Friday, December 31, 2004

Bang Bang

Suburbia hasn’t yet paved over my neighborhood. We still are somewhat of a rural community with gunfire celebrating New Year’s Eve rather than middlin’ to pricy wine corks popping in contractor grade kitchens. We do have “Little box” developments rising like tombstones out of formally gorgeous meadows but fortunately we’re not overrun with overdevelopment – yet.

I bring this up because as I was ambling toward the study out under the poplars tonight, I could hear the guys up the road firing at the moon and I was enjoying it. Screw the development. I’ve always hated the same ole’ singsong, ticky-tacky little houses pasted together in rows on streets with idyllic names. “Meadow Brook,” “Oak Wood,” “Maple Grove,” “Deer Run;” all names to give the illusion of what was once there and what the developers want people to believe it’s like living there and people just buy into it. “Well, people have to live somewhere,” and “You can’t stop progress,” are platitudes that I’ve heard over and over.

I think rather than “progress” it has more to do with making money at the expense of the future. I can’t figure out why people – especially my generation, buy into such lies. Such incredible mediocrity – such blandness and trite living that fills our lives in this time. God, I hate it. The billboards, TV and radio ads are lies. I know this for a fact not because I have some divinely imparted wisdom but because I’m with real people in their homes when they don’t have on their Avon or Mary Kay faces. I get to wade through muddy yards and dog crap to visit in old junky singlewide mobile homes and park on concrete drives next to the Jags and the Benz in other neighborhoods. I get to really know what makes life – and death worthwhile. And I want you all to know this – it absolutely has nothing to do with what the Pretty People tell you. It has nothing to do with what comes out of those sensuous lips pasted on the well-groomed heads that stick out of GQ forms. Life is about good family, faithful friendship and most of all unmitigated love. Period.

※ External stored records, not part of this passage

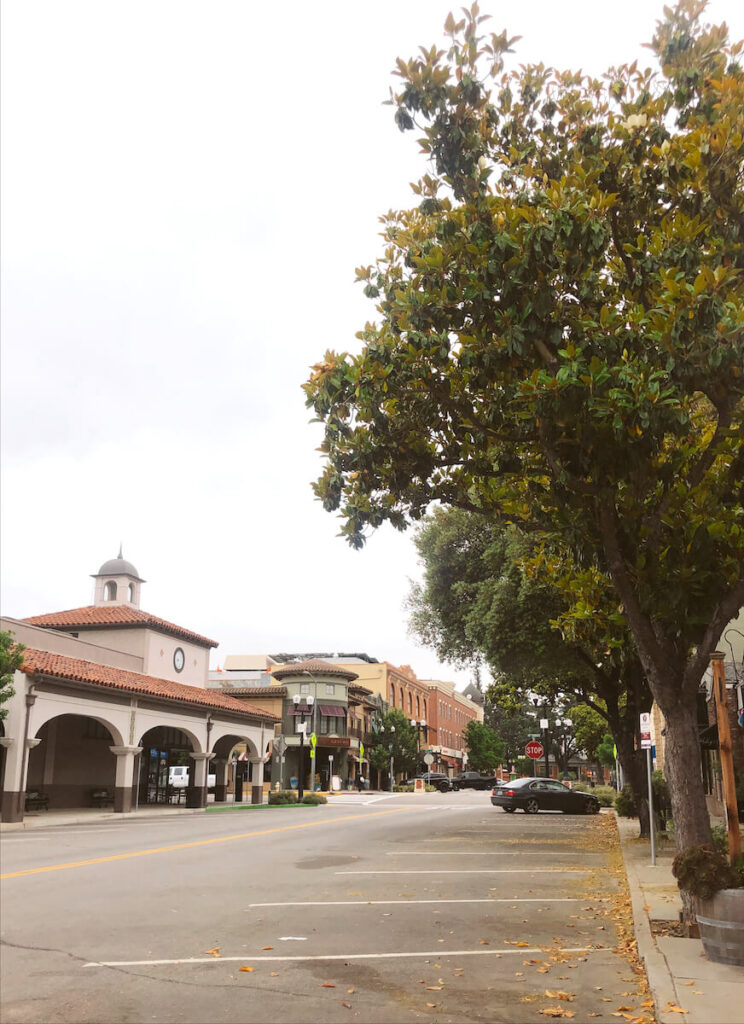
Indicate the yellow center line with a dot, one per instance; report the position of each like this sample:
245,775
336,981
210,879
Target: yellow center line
201,842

Tonight as thousands pack Times Square and Hollywood types wax sentimental about trivial glitz, other “thousands” are doing the stuff that makes the world go round and being paid little to nothing for it. Personally, I love that little button every electronic device has called “OFF.” I prefer to push it firmly and plant big sloppy kisses on my boy’s faces while they struggle to get away. I prefer to stroke my wife’s magnificent undyed, unstreaked, untouched red hair and hold her hand. I prefer to stroll to my study to write to you about what’s in my heart and stop to listen to the guys up the road aim high and plug the moon in celebration of a new year.

Little boxes on the hillside, little boxes made of ticky tacky
Little boxes all the same
There’s a green one & a pink one & a blue one & a yellow one
And they’re all made out of ticky tacky & they all look just the same

And the people in the houses all went to the university
Where they were put in boxes & they came out all the same
And there’s doctors & lawyers & business executives
Little boxes on the hillside, little boxes made of ticky tacky
Little boxes all the same
There’s a green one & a pink one & a blue one & a yellow one
And they’re all made out of ticky tacky & they all look just the same

And they all play on the golf course & drink their martinis dry
And they all have pretty children & the children go to school
And the children go to summer camp & then to the university
Where they are put in boxes & they come out the same

Little boxes on the hillside, little boxes made of ticky tacky
Little boxes all the same
There’s a green one & a pink one & a blue one & a yellow one
And they’re all made out of ticky tacky & they all look just the same

And the boys go into business & marry & raise a family
In boxes made of ticky tacky & they all look just the same
There’s a green on & a pink one & a blue one & a yellow one
Little boxes all the same

“Little Boxes” By Malvina Reynolds

Tuesday, December 28, 2004

Rev. Flea Collar

Sunday’s are my day to do my ministry in a flea market. (I can visualize heads snapping to attention all across the land – “Did he say flea market?”) Yep – I said flea market. I get up on Sunday mornings, get my black trousers on, iron a black clerical shirt, open a fresh Harts Mountain collar, and slide it into the tabs of the shirt. (He snickers into his sleeve)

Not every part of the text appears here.